Google Groups no longer supports new Usenet posts or subscriptions. Historical content remains viewable.
Dismiss

Numbered regexps throw invalid regex error

37 views
Skip to first unread message

Tom

unread,
Jan 25, 2012, 5:17:26 AM1/25/12
to help-gn...@gnu.org
According to the docs:

This construct allows you to force a particular
group number. There is no particular restriction on the numbering,

but when I try this:

(looking-at "\\(a\\(?1:b\\)\\)")

then it throws an error.

I know it's possibly a collision with the containing group's number
and I can overcome it by using a larger number, but the doc says
I can use it to force a group number, so why does it throw an error
then?

Is it a bug? I tried it with GNU Emacs 23.2.1




Stefan Monnier

unread,
Jan 25, 2012, 9:10:24 AM1/25/12
to
> This construct allows you to force a particular
> group number. There is no particular restriction on the numbering,
> but when I try this:
> (looking-at "\\(a\\(?1:b\\)\\)")
> then it throws an error.
> I know it's possibly a collision with the containing group's number
> and I can overcome it by using a larger number,

Rather than a larger number, you can just stop the outer group from
getting a number: (looking-at "\\(?:a\\(?1:b\\)\\)") which happens to be
the same as (looking-at "\\(?:a\\(b\\)\\)").

> but the doc says I can use it to force a group number, so why does it
> throw an error then?

Because having the same group nested in "itself" leads to tricky
questions about the expected semantics: when matching
"\\(a\\(?1:b\\)c\\)", should a successful match's group1 match "abc" or
"b" or "ab" or "bc"? You'd probably want either "abc" or "b" but the
most likely behavior, given the current implementation, would be "bc".

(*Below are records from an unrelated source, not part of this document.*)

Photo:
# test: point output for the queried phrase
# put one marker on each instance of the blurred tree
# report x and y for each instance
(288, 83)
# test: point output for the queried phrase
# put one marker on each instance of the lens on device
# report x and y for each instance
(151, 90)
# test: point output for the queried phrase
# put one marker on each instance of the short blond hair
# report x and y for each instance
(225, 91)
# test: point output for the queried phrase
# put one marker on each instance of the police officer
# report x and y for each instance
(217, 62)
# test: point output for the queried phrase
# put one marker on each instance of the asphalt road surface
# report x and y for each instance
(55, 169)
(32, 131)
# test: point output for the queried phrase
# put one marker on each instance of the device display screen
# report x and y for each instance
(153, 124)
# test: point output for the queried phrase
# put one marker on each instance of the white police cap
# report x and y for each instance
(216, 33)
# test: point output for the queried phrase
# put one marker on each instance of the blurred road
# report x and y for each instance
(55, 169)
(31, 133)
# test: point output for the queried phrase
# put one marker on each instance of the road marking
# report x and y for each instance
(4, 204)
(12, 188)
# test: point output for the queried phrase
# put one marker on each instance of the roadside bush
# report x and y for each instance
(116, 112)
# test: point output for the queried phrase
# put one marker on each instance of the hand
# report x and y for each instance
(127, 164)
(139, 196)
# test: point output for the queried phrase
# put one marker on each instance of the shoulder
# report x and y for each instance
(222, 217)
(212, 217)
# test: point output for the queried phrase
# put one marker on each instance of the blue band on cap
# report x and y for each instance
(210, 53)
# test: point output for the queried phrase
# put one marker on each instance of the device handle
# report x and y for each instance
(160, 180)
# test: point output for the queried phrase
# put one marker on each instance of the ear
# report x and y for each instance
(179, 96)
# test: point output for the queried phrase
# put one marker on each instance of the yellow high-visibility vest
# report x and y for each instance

> Is it a bug? I tried it with GNU Emacs 23.2.1

I (as implementor of the feature, and maintainer of Emacs) don't
consider it as a bug, no.
But I'd like to hear more context explaining why it's a problem for you,


Stefan

Andreas Röhler

unread,
Jan 25, 2012, 12:21:23 PM1/25/12
to help-gnu-emacs@gnu.org List
Am 25.01.2012 11:17, schrieb Tom:
> (looking-at "\\(a\\(?1:b\\)\\)")
>
AFAIU there are serveral errors,

think you can't refer to first match inside itself

here is a working example matching "aba"

(looking-at "\\(a\\)\\(b\\)\\(\\1\\)")aba

Tom

unread,
Jan 25, 2012, 12:51:43 PM1/25/12
to help-gn...@gnu.org
Andreas Röhler <andreas.roehler <at> easy-emacs.de> writes:

>
> Am 25.01.2012 11:17, schrieb Tom:
> > (looking-at "\\(a\\(?1:b\\)\\)")
> >
> AFAIU there are serveral errors,
>
> think you can't refer to first match inside itself
>

You misunderstand the feature.

It's not a backreference. It's an explicit numbering of
the group, so it doesn't change if you add more parens:

`\(?NUM: ... \)'
is the "explicitly numbered group" construct. Normal groups get
their number implicitly, based on their position, which can be
inconvenient. This construct allows you to force a particular
group number. There is no particular restriction on the numbering,
e.g. you can have several groups with the same number in which case
the last one to match (i.e. the rightmost match) will win.
Implicitly numbered groups always get the smallest integer larger
than the one of any previous group.



Andreas Röhler

unread,
Jan 25, 2012, 3:02:13 PM1/25/12
to help-gn...@gnu.org
Am 25.01.2012 18:51, schrieb Tom:
> Andreas Röhler<andreas.roehler<at> easy-emacs.de> writes:
>
>>
>> Am 25.01.2012 11:17, schrieb Tom:
>>> (looking-at "\\(a\\c(?1:b\\)\\)")
>>>
>> AFAIU there are serveral errors,
>>
>> think you can't refer to first match inside itself
>>
>
> You misunderstand the feature.
>
> It's not a backreference. It's an explicit numbering of
> the group, so it doesn't change if you add more parens:
>
> `\(?NUM: ... \)'
> is the "explicitly numbered group" construct. Normal groups get
> their number implicitly, based on their position, which can be
> inconvenient. This construct allows you to force a particular
> group number. There is no particular restriction on the numbering,
> e.g. you can have several groups with the same number in which case
> the last one to match (i.e. the rightmost match) will win.
> Implicitly numbered groups always get the smallest integer larger
> than the one of any previous group.
>
>
>
>

Okay, next try :)

you can't assign a group number already assigned automatically

that would work:

(looking-at "\\(?2:a\\(?1:b\\)c\\)")





Tom

unread,
Jan 25, 2012, 3:14:07 PM1/25/12
to help-gn...@gnu.org
Andreas Röhler <andreas.roehler <at> easy-emacs.de> writes:
>
> you can't assign a group number already assigned automatically
>

The doc clearly says:

"There is no particular restriction on the numbering,
e.g. you can have several groups with the same number in which case
the last one to match (i.e. the rightmost match) will win."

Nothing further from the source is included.